Unlike the guy at the Club Lido, the barker at the sideshow would go on forever before he finally brought out a teaser: a contortionist or some minor freak, a bearded lady or something. But by the time we got there he wasn’t bringing anyone out. It was too late: It was showtime. We had five minutes to get our tickets.
Bob Johnson, the left side of his mouth pulling into his mutation, said something, I think, about being happy to be there; about growing up; about how hard his life had been.
That was the day I learned that there’s a big difference between the freaks on the posters and the freaks inside the tent, a lesson I’ve applied throughout my life, everywhere from business to romance. For example, Popeye, on the poster, was a vaguely Eurasian-looking young man whose eyeballs extended in blunt cones several inches from his face; in the tent he was an old black guy with a drinking problem who for some reason could push his eyeballs entirely out of their sockets. But the eyeballs, even dangling, especially dangling, were so bloodshot that you suspected he first learned he could do this at a bar. Some people get weepy when they drink. Some push their eyes out of their head.
I was already getting woozy during Frog Man (some guy with all these horrible little bags of skin on him; I don’t know where they got the frog thing from; I guess they couldn’t call him Out-of-Control-Pimple Man). But then they brought out Bob Johnson, the Two-Faced Man. Again, the poster had depicted a man with two perfectly formed faces, one facing east, one west. Bob Johnson, however, had a perfectly formed face on the right side of his head—that horrifically segued into a blob of shiny pink flesh on the left, from which, at the top, emerged sparse patches of reddish hair.
As unprepared as I was for the visual, it was the audio that finally did me in. The freaks were handed the mike and asked to say a few words. Bob Johnson, the left side of his mouth pulling into his mutation, said something, I think, about being happy to be there; about growing up; about how hard his life had been. And then his one eye seemed to fix me as he said, “Just thank God you are the way you are!”
I turned to David.
“I gotta get outta here.”
“You OK?”
“I just gotta go outside.”
I felt better as soon as I got out of there. I told myself it was too hot in the tent. I just needed air. I needed to walk. I needed to get rid of Frog Man and Popeye and Bob Johnson. I didn’t know: Maybe I needed to go back to the Lido. I walked a couple tents down. There was spot on the side of the walkway where they’d piled some bales of hay, and sprawled across two of them, napping or just enjoying the sun, was a carnie. One arm was above his head: farmer-tanned, sienna on the forearm, alabaster on the underside with a tattooed snake slithering up the pale skin to the crook of his elbow. Wonderfully dirty jeans and a nearly-as-dirty T-shirt, against which one of his nipples pushed a gentle dent into the cotton.

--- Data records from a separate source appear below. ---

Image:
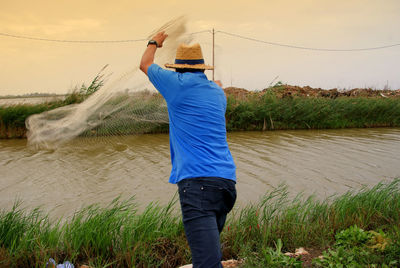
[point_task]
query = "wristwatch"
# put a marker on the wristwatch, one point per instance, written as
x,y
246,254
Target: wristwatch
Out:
x,y
152,42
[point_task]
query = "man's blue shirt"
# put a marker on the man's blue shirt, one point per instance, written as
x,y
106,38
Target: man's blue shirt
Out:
x,y
196,109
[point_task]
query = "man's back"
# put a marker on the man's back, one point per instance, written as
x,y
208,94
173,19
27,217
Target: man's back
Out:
x,y
196,108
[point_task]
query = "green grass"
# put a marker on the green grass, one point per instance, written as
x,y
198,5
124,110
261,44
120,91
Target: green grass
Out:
x,y
268,112
120,236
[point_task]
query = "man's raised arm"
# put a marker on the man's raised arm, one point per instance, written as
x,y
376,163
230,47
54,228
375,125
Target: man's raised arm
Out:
x,y
148,55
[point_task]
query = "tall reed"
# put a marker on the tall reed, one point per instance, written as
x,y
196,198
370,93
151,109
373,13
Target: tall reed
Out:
x,y
120,236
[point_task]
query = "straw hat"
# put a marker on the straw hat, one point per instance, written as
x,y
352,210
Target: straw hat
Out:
x,y
189,56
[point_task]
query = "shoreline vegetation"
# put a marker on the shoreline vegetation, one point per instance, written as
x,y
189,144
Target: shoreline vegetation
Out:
x,y
356,229
279,107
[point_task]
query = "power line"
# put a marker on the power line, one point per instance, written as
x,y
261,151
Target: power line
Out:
x,y
306,48
85,41
205,31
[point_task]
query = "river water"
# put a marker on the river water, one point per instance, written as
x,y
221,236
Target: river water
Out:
x,y
96,170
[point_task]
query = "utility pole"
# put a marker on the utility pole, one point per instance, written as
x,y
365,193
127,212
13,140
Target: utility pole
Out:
x,y
213,53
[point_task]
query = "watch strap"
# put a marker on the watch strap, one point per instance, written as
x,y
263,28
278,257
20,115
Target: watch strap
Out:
x,y
152,42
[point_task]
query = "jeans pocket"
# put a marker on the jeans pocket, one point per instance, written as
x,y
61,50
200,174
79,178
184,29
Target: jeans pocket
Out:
x,y
212,197
229,199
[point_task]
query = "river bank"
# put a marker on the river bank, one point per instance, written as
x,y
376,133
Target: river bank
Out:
x,y
356,228
279,107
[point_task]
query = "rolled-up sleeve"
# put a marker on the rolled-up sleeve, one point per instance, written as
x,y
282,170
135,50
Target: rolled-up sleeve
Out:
x,y
165,81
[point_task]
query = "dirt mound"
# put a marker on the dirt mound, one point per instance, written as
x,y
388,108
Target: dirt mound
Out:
x,y
284,91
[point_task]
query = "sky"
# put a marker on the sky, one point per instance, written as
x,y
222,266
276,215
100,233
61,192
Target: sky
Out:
x,y
28,66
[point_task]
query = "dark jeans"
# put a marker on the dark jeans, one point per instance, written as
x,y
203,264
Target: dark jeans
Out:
x,y
204,204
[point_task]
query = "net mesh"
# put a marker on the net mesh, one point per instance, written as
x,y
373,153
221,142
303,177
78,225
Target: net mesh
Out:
x,y
125,106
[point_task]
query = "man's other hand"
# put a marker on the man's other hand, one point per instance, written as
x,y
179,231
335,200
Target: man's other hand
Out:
x,y
159,38
218,82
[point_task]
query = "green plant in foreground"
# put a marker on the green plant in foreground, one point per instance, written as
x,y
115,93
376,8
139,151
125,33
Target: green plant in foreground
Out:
x,y
355,247
119,236
268,257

Girls made little sense to me from my earliest memory, so my sensibility for studs lounging on bales of hay was fully in place by the time I hit the state fair. Adult memory wants to Photoshop in a healthy male member pushing an insistent outline against the denim, but at 11 it wasn’t genital for me. It was the whole thing, everything: the denim, yes, his body, yes, but also his body in the sun, his body with the sound of overheated families around us, the sound of overheated Midwestern vowels, the smell of the hay, of corn, of animals. The fact that his eyes were closed. Everything. His nipple. Everything.
Suddenly David was upon me.
“What’re you looking at?”
I turned (jumped, really).
“Oh. Nothing,” I said.
At dinner that night my family wanted to know how the state fair was, how were the creampuffs, etc. I didn’t tell them about the Club Lido; I didn’t tell them about the Bob Johnson the Two-Faced Man; and I didn’t tell them about the guy on the hay. I told them I saw hogs and geese. I told them about the rides I went on. I told them I nearly got sick, even though it wasn’t true. The possibility of vomiting somehow made the day more interesting. I also just felt like lying to them. They said I’d probably had too many creampuffs, and I said, yeah, I probably had. And that night as I got ready for bed I wondered how Bob Johnson brushed his teeth.